Le Conseguenze Operative Immediate (Da Ieri!)

Il declassamento da "prestazione sanitaria" a "prestazione generica" comporta tre cambiamenti drastici e immediati:

1. Addio Esenzione IVA (per chi è in regime ordinario)

Le fatture emesse da Osteopati, Chiropratici e Chinesiologi non possono più beneficiare dell'esenzione ex Art. 10.

  • La conseguenza: Bisogna applicare l'IVA ordinaria al 22% su tutti i compensi.

2. Obbligo di Fatturazione Elettronica (via SdI)

Fino a ieri, vigeva il divieto di emettere fattura elettronica per le prestazioni sanitarie a tutela della privacy dei pazienti.

  • La conseguenza: Poiché la prestazione non è più considerata sanitaria, cade il divieto. Questi professionisti devono ora emettere esclusivamente fattura elettronica tramite Sistema di Interscambio (SdI)

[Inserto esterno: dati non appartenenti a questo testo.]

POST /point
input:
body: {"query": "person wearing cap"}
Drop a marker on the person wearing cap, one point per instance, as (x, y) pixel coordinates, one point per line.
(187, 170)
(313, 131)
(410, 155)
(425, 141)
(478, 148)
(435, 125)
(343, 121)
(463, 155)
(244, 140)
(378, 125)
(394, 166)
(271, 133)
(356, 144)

3. Stop all'invio al Sistema Tessera Sanitaria (STS)

Il Sistema TS serve per precompilare le dichiarazioni dei redditi dei cittadini con le spese sanitarie detraibili.

  • La conseguenza: Non essendo spese sanitarie, i dati non devono più essere inviati al Sistema TS.

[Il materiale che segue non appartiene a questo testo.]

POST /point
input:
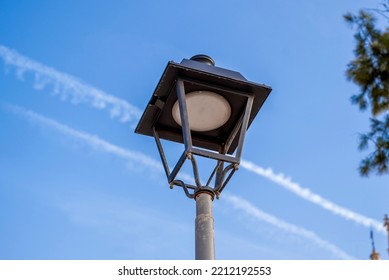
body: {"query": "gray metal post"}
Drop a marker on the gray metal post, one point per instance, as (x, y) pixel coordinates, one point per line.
(205, 242)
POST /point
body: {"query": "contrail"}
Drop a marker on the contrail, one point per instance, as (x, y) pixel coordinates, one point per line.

Il Boccone Amaro: Nessuna Detrazione per i Pazienti

Questa è forse la novità più difficile da comunicare ai propri clienti. Se la prestazione non è fiscale "sanitaria", il paziente non può scaricare la spesa (il famoso 19%) nella propria dichiarazione dei redditi. È fondamentale informare tempestivamente la clientela per evitare spiacevoli malintesi in sede di dichiarazione.

Focus: Cosa Cambia per il Regime Forfettario?

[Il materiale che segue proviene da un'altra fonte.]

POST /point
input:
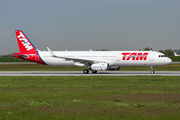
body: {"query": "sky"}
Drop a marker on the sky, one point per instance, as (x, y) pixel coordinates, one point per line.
(81, 25)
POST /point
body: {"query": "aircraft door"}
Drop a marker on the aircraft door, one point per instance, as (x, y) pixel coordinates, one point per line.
(36, 57)
(118, 57)
(151, 56)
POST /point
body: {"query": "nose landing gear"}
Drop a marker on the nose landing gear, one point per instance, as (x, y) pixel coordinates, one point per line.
(85, 71)
(152, 70)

Molti dei nostri clienti in questi settori operano in Regime Forfettario. Potreste pensare: "Io non applico l'IVA comunque, quindi non mi riguarda". Attenzione, non è così. L'impatto per voi è duplice:

  1. Danno commerciale: I vostri pazienti perdono la possibilità di detrarre la spesa. Questo potrebbe incidere sulla percezione del costo del servizio.

  2. Fatturazione: Siete già obbligati alla fatturazione elettronica, ma ora avete la certezza che le vostre prestazioni non rientrano nelle deroghe "sanitarie". Inoltre, nelle diciture in fattura non si dovrà più fare alcun riferimento, nemmeno indiretto, all'esenzione sanitaria.

Un Contrasto Aperto tra Fisco e Giudici

Per dovere di cronaca professionale, segnaliamo che questa presa di posizione dell'Agenzia delle Entrate è in netto contrasto con la giurisprudenza recente. La Corte di Cassazione (es. sentenza n. 13230/2024) ha più volte riconosciuto l'esenzione IVA basandosi sulla natura sostanziale della prestazione di cura, anche in assenza di decreti attuativi.

Tuttavia, come Studio, il nostro compito è tutelarvi da sanzioni immediate. La via più prudente, oggi, è adeguarsi alle indicazioni dell'Agenzia delle Entrate, pur monitorando l'evoluzione di questo scontro interpretativo.